A.I.’s un-learning problem: Researchers say it’s virtually impossible to make an A.I. model ‘forget’ the things it learns from private user data

assassin_aragorn@lemmy.world · 2 years ago

A.I.’s un-learning problem: Researchers say it’s virtually impossible to make an A.I. model ‘forget’ the things it learns from private user data

darth_helmet · 2 years ago

https://www.understandingai.org/p/large-language-models-explained-with I don’t think you’re intending to be purposefully misleading, but I would recommend checking this article out because the pachinko analogy is not accurate, really. There are several layers of considerations that the model makes when analyzing context to derive meaning. How well these models do with analogies is, I think, a compelling case for the model having, if not “knowledge” of something, at least a good enough analogue to knowledge to be useful.

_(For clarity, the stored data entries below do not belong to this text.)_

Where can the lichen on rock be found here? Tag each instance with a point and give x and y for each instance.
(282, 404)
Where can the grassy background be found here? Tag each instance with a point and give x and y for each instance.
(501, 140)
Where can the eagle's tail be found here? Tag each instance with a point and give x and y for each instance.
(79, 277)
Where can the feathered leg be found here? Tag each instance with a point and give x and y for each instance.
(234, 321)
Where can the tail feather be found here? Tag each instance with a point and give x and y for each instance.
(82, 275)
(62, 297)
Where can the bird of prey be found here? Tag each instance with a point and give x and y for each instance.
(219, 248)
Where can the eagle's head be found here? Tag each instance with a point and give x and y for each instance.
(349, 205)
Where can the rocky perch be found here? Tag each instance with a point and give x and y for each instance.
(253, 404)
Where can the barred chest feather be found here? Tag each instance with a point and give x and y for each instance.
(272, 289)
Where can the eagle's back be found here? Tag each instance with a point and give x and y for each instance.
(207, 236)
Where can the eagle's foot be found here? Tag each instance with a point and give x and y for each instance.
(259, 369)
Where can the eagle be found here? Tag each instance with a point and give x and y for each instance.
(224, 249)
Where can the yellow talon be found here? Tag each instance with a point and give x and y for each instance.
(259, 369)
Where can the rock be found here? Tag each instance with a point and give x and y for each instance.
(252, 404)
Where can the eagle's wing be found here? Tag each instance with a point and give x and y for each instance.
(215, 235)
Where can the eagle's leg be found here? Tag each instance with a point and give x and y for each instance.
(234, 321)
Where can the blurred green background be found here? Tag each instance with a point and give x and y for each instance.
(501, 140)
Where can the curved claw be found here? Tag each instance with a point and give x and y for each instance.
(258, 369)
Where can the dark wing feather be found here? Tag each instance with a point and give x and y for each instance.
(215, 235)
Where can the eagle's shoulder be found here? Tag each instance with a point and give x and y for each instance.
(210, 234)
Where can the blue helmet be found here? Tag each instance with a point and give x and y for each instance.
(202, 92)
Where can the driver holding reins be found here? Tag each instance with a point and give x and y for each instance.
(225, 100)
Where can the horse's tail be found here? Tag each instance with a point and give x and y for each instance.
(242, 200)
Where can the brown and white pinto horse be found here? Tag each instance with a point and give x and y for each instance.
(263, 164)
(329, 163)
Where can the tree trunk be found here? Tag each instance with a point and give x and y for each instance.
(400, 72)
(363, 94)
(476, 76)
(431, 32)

Training a model on the way we use language is also training the model on how we think, or at least how we express our thoughts. There’s still a ton of gaps to work on before it’s an AGI, but LLMs are on to what’s looking more and more like the right path to getting there.

orclev@lemmy.world · 2 years ago

While it glosses over a lot of details it’s not fundamentally wrong in any fashion. A LLM does not in any meaningful fashion “know” anything. Training an LLM is training it on what words are used in relation to each other in different contexts. It’s like training someone to sing a song in a foreign language they don’t know. They can repeat the sounds and may even recognize when certain words often occur in proximity to each other, but that’s a far cry from actually understanding those words.

A LLM is in no way shape or form anything even remotely like a AGI. I wouldn’t even classify a LLM as AI. LLM are machine learning.

The entire point I was trying to make though is that a LLM does not store specific training data, rather what it stores is more like the hashed results of its training data. It’s a one way transform, there is absolutely no way to start at the finished model and drive it backwards to derive its training input. You could probably show from its output that it’s highly likely some specific piece of data was used to train it, but even that isn’t absolutely certain. Nor can you point at any given piece of the model and say what specific part of the training data it corresponds to or vice versa. Because of that it’s impossible to pluck out some specfic piece of data from the model. The only way to remove data from the model is to throw the model away and train a new model from the original training data with the specific data removed from it.